Ce sujet heureux est traité avec beaucoup d'intérêt : il y a de l'action & du mouvement dans l'ouvrage ; & si l'auteur veut en effacer quelques longueurs dans le premier acte & dans le quatrieme, nous ne doutons pas que le public, qui l'a applaudi avec transport, ne le voie rester avec plaisir au théatre. Le mensonge, dont se sert Memnon, pour tromper Trasime, a paru trop grossier ; on peut lui donner une plus grande apparence de vérité, soit par une fausse lettre, soit par tout autre moyen.

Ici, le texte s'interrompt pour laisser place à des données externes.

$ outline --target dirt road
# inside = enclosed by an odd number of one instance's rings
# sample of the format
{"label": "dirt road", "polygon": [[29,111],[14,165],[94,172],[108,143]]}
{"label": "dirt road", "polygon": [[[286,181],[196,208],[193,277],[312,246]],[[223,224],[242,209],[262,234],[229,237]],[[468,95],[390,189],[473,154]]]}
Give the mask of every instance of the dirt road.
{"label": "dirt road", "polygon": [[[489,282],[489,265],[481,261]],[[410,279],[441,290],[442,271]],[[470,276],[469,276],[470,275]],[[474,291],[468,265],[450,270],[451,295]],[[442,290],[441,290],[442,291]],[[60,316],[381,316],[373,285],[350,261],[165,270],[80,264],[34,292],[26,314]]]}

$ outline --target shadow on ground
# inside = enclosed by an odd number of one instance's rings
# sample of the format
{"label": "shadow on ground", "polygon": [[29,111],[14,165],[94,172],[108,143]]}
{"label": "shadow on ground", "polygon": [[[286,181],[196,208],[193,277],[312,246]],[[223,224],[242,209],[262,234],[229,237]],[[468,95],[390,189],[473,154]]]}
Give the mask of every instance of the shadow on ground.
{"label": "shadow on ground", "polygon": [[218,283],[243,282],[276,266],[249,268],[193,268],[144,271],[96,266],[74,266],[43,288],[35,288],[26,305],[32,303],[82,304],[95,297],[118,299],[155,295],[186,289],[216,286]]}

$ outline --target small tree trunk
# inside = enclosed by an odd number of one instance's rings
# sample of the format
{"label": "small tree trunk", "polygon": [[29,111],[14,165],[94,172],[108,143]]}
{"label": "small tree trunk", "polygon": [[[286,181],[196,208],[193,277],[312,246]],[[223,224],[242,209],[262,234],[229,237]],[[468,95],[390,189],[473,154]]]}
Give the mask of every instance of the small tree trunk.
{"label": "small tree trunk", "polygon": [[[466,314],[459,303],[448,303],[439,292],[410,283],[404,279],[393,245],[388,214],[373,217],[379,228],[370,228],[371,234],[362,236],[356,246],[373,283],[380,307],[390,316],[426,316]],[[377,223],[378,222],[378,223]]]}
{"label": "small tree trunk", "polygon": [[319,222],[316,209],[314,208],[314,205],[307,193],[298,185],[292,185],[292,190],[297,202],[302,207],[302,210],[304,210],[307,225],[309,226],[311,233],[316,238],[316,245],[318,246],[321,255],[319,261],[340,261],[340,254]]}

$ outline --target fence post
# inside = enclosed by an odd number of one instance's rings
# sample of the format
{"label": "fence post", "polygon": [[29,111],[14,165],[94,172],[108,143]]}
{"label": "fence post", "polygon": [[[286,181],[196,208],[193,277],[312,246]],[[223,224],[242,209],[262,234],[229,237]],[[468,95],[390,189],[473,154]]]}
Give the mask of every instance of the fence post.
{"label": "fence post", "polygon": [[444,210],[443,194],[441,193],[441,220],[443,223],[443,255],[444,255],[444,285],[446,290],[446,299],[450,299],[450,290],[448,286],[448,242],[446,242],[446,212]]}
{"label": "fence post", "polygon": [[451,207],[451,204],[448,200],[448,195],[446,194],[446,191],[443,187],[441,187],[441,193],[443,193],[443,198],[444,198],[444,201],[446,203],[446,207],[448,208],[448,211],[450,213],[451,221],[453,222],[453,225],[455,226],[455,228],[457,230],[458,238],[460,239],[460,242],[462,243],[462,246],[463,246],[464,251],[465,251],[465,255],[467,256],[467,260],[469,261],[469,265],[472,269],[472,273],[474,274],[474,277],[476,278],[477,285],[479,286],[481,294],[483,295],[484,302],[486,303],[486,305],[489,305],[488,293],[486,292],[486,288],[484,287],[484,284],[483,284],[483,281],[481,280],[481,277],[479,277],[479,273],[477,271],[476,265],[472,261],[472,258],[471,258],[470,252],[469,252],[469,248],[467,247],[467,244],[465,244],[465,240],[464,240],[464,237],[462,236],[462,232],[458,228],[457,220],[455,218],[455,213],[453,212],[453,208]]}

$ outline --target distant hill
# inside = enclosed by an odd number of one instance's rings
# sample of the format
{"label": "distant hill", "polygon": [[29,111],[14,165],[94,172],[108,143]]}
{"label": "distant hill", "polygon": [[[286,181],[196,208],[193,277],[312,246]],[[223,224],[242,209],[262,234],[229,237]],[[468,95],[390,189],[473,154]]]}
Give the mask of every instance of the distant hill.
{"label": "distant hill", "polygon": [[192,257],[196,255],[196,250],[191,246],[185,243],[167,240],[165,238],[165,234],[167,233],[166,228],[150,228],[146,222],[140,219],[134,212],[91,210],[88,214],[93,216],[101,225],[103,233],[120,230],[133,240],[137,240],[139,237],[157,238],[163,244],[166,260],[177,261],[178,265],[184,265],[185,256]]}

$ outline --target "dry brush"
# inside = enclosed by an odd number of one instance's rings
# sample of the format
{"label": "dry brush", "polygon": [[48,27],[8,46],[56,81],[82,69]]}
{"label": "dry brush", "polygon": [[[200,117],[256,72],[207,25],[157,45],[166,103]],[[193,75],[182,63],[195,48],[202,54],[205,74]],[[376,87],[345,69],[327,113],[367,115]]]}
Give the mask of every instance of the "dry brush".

Il faudroit aussi retrancher tout ce qui suit la sortie d'Ericie au quatrieme acte, & faire dire, au cinquieme, à Trasime, en quatre vers seulement, qu'il a puni Memnon de sa trahison, &c. Alors l'action marcheroit avec plus de rapidité. Quoi qu'il en soit, cette tragédie est estimable & du côté des développemens & du côté du style.

César : la pièce a été jouée en mars 1787 au théâtre de Rouen, avant sa création à Paris, le 16 novembre 1791 sur le théâtre du Marais. Elle y a été jouée 7 fois, jusqu'au 28 octobre 1792.